Pulau Sironjong ? | foto: dok. pribadi |
Semua bertanya-tanya. Sampai
akhirnya kapal merapat ke dermaga. Barulah nyoba konfirmasi ke si tukang
kapalnya, tadi dia memang disewa untuk mengantarkan kami ke Pulau Setan aja.
Kalau mau ke Sironjong, tadi kan udah ngelewatin. Karena berupa pulau batu, ya
memang cuma dilewatin aja.
HELLAW ~
Pulaunya yang mana aja bapaknya
nggak ngasihtahu. Tau-tau kita udah nyampe pelabuhan lagi.
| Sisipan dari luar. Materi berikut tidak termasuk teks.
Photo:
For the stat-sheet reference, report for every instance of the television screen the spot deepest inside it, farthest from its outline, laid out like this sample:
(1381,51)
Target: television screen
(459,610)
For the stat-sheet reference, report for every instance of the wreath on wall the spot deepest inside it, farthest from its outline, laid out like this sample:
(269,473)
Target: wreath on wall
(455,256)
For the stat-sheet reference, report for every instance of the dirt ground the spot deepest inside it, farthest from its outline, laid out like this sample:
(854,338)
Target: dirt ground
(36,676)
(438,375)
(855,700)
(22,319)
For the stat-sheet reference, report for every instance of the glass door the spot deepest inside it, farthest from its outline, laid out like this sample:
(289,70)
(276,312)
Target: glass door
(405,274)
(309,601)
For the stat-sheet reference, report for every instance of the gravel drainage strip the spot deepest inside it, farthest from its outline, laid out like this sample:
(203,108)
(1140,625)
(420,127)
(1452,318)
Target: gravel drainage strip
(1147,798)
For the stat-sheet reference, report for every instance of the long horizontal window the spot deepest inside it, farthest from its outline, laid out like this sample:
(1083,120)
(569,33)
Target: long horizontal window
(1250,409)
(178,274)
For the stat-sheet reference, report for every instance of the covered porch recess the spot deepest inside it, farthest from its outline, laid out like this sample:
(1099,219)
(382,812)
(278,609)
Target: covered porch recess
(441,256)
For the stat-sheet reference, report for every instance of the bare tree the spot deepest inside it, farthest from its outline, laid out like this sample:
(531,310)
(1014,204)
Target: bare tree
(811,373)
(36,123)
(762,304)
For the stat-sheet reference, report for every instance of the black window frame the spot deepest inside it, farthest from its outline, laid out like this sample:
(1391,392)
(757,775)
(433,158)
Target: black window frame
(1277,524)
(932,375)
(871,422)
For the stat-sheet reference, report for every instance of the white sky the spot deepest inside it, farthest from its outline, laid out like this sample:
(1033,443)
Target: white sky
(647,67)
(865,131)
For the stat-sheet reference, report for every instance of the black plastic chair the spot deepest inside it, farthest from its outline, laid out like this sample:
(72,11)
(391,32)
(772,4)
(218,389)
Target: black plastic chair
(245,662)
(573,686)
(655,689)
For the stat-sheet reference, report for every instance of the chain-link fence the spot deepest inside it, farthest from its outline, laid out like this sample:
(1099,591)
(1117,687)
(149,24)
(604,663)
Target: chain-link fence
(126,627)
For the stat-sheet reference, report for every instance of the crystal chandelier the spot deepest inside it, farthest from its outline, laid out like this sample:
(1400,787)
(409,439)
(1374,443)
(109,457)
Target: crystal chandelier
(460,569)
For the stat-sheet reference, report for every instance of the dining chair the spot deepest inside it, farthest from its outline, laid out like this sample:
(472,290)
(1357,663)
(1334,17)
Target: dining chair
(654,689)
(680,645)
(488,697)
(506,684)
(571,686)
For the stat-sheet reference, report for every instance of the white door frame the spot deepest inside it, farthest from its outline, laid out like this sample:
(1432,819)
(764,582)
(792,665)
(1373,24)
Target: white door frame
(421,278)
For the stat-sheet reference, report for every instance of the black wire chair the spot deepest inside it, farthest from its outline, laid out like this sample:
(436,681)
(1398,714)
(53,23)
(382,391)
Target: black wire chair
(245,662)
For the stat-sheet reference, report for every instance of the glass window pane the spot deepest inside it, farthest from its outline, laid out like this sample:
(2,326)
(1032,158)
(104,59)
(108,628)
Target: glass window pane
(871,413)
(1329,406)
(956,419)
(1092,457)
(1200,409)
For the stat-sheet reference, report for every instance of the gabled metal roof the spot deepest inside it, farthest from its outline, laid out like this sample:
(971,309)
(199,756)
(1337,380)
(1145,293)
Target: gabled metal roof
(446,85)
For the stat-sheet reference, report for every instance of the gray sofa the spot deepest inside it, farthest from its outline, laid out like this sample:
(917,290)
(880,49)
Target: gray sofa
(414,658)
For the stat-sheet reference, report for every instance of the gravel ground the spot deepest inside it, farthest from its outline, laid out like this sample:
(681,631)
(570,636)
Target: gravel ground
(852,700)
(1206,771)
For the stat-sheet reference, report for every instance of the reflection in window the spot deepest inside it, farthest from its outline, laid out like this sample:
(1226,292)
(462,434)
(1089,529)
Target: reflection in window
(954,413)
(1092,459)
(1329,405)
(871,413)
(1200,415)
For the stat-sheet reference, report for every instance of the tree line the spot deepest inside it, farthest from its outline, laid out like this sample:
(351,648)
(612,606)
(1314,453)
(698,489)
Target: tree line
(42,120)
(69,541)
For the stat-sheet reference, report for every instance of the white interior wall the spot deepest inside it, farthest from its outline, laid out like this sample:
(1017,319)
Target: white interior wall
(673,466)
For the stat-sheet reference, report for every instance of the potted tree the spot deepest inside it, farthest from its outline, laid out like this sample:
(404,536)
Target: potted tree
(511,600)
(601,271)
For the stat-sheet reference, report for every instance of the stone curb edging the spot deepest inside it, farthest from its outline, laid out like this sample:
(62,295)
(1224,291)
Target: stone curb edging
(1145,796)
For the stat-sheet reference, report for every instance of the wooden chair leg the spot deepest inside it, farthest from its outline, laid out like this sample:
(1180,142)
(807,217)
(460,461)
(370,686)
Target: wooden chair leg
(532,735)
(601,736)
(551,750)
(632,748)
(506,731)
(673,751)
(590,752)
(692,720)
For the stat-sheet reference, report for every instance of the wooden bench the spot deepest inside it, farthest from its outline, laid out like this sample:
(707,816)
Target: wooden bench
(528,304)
Udahnya malah ngasih
tawaran lain ke Pulau Kapo-Kapo, tapi ya harus MBAYAR LAGI! Gue gondok.
WE’RE DECEIVED :(
“Udah yok, langsung ke Puncak
Mandeh aja!”
Menikmati bentang alam Mandeh
dari atas sini sambil duduk-duduk minum kopi, ngobrol ke sana ke mari, sejenak
melupakan lara hati.
Puncak Mandeh | foto: dok. pribadi |
Mandeh Mini Raja Ampat ? | foto: dok. pribadi |
pasukan jalan-jalan | foto: dok. pribadi |
FYI, di seberang parkiran puncak
Mandeh ada semacam basecamp yang menawarkan paket perjalanan seperti oneday
trip island hoping sekitar Mandeh dengan harga yang lebih masuk akal dibanding
biaya dipalak ‘oknum’ tadi. Jadi mungkin tawaran ini bisa dipertimbangkan kalau
mau ke Mandeh lagi.
Ya, begitulah. Sebuah cerita
menjadi pembelajaran. Mengembangkan pariwisata hendaknya dibarengi dengan
edukasi terhadap masyarakatnya sendiri. Bagaimana menumbuhkan kesadaran warga
sekitar dalam mengelola dan memelihara sebuah objek wisata yang menjadi
penggerak faktor ekonomi agar memberikan kesan menyenangkan dan menarik
wisatawan untuk datang berkunjung kembali. Salah satunya dari sisi manusiawi
dengan mengutamakan keramahan dan kearifan lokal yang murni sehingga memberikan
kenyamanan tersendiri tanpa ada pengunjung yang merasa rugi atau terintimidasi.
Salam.
Dermaga/Pelabuhan Mandeh | foto: dok. pribadi |
*off the record
Saat perjalanan turun dari Puncak
Mandeh mobil kami berpapasan dengan abang ‘oknum’ tadi. Nampak dia duduk
di belakang kemudi sepeda motornya membonceng istri dan anaknya. Dia yang menyadari keberadaan
kami lalu berhenti, menyapa dan sedikit berbasa-basi. Rasanya campur aduk di hati.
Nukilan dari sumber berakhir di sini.